Oh, and it was Feynman who said: “If you think you understand quantum mechanics, you don’t understand quantum mechanics”; Bohr said “Anyone who is not shocked by quantum theory has not understood it.” (Which, by the way, doesn’t mean that just because you’re shocked you’ve understood even a single bit of it.)

It sounds very serious until you read the info Kytheria posted, and around here, somebody always posts that stuff pretty quickly. If the collider creates any black holes, they’ll flicker out of existence faster than you can possibly imagine and will not destroy the world.

All things considered I have bigger things to worry about.

Argent, what bugs me about your concerns is that you want to cherry-pick the physics.

The physics that tells us that there is a possibility of creating micro-black-holes in the LHC is the same physics that tells us that they pose no threat since they’ll just evaporate. If you are skeptical of the claim that the black holes will evaporate, why aren’t you equally skeptical of the claim that they’ll be created in the first place? The equations governing particle physics and general relativity don’t stop and start at your convenience.

It’s also the same physics that tells us the far more frequent and far, FAR higher-energy collisions which occur naturally all around us as a result of constant cosmic ray bombardment hasn’t created an Earth-sucking black hole in the entire 4.5-billion-year history of the planet.

I though ignorance was supposed be bliss?

Argent, you misunderstood. It’s the same likelihood that there will be unaided human flight. Like Superman, not the Wright Brothers.

You are more likely to die of West Nile Virus.

Do you piss yourself every time you see a mosquito?

The real tragedy is all the atom smashers who are losing their job to this machine.

For me, this thing might worry me if the chances of it destroying the earth weren’t so small. That and there are approximately 3 million other forms of death I consider more likely. In no particular order:

-Being killed in a car accident while commutting to/from work.
-A giant rock falling on the earth and setting civilzation back back a couple centuries at least.
-King Jong Ill getting a nuclear weapon.
-Zombie Apocalypse.
-Nuclear Meltdown(I work within 3 miles of 15 nuclear reactors. It’s a possibility). -Falling down the stairs and bashing my head open.
-Being sent to Gitmo and held without trial forever for not being patriotic enough, er terrorism.

So, the LHC doesn’t exactly worry me.

In fact, everything on your list with the possible exception of the Zombie Apocalypse is several to several hundred orders of magnitude more likely than destruction via the LHC.

Anyone who’s as afraid of the LHC as the OP claims to be should just not bother getting up in the morning.
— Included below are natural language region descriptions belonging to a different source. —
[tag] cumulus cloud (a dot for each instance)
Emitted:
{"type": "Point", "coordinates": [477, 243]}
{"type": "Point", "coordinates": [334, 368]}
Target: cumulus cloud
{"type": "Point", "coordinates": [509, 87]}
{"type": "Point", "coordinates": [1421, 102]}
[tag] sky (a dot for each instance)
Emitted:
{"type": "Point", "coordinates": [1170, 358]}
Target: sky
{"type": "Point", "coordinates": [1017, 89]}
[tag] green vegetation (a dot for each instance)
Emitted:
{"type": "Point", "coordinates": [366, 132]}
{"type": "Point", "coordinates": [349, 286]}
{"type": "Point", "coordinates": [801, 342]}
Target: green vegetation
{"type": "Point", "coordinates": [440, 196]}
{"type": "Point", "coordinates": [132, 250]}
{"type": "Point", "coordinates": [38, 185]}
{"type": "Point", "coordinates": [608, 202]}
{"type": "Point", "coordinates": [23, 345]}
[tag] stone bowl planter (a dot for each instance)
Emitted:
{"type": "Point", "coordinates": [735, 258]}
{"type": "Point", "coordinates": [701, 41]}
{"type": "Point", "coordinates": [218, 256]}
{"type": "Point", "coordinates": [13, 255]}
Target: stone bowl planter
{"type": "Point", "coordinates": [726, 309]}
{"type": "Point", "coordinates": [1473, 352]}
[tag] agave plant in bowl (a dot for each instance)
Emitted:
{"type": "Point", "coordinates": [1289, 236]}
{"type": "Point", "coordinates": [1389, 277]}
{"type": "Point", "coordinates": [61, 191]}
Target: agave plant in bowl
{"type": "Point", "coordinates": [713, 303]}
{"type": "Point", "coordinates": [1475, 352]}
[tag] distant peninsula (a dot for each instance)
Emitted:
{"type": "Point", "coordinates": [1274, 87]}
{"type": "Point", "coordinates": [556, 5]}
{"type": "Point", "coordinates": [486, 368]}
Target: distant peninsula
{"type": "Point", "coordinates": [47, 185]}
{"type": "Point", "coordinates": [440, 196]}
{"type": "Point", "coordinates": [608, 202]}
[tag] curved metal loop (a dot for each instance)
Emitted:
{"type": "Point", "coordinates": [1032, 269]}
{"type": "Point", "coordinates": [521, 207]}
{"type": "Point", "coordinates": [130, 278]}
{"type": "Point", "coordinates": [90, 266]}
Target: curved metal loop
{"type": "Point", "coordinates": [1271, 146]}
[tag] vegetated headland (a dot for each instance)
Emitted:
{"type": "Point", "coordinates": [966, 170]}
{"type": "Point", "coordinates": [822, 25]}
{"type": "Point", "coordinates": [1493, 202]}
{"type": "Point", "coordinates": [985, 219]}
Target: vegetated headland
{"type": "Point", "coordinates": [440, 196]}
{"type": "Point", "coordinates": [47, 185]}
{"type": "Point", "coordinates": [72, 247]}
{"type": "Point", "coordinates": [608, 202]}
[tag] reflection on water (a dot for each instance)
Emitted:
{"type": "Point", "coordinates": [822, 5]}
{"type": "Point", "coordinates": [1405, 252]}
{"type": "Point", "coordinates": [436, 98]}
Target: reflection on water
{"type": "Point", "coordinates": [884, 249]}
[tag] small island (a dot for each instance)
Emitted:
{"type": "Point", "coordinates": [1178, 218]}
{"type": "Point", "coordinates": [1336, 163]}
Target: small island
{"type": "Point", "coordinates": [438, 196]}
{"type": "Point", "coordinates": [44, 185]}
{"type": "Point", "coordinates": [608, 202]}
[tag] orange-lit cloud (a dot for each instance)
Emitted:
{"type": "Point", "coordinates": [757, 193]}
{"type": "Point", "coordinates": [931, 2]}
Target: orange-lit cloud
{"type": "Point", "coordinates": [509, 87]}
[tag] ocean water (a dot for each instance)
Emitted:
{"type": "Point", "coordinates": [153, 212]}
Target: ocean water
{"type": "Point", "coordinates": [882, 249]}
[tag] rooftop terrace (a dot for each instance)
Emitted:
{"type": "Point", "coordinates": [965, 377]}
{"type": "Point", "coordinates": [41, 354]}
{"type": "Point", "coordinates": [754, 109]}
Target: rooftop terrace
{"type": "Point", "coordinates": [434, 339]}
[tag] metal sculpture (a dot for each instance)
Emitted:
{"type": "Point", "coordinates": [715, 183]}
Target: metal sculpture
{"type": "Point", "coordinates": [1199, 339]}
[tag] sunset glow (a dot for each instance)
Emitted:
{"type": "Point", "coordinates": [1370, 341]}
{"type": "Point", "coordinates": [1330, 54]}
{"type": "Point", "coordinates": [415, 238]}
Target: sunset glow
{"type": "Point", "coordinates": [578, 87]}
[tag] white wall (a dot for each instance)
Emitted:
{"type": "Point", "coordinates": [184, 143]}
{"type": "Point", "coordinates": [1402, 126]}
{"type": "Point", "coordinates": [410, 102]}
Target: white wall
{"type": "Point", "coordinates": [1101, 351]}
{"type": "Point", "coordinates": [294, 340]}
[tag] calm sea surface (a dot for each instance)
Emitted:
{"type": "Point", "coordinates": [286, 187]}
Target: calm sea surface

For those still interested, here’s a pretty damning rebuttal (PDF) of the paper cited in the OP by Giddings and Mangano, who wrote the original risk assessment regarding micro black holes.

Yeah, so much so that one of them already has happened! :eek:

[/nitpick]

As I recall, this is what the Romulans use to power their warbirds.

So I say, “Cool!”

Damn, I was hoping it was the Zombie Apocalypse.

You’re stretching this one. No one was given syphilis that didn’t already have it. The subject pool was limited to people who were already sick. Where the story goes wrong is that they were systematically denied treatment just to see what would happen. Also, it was horribly unorganized and the only person who had continued participation in the project was, IIRC, some charge nurse at the hospital who didn’t have many duties beyond “take pulse, still alive check.”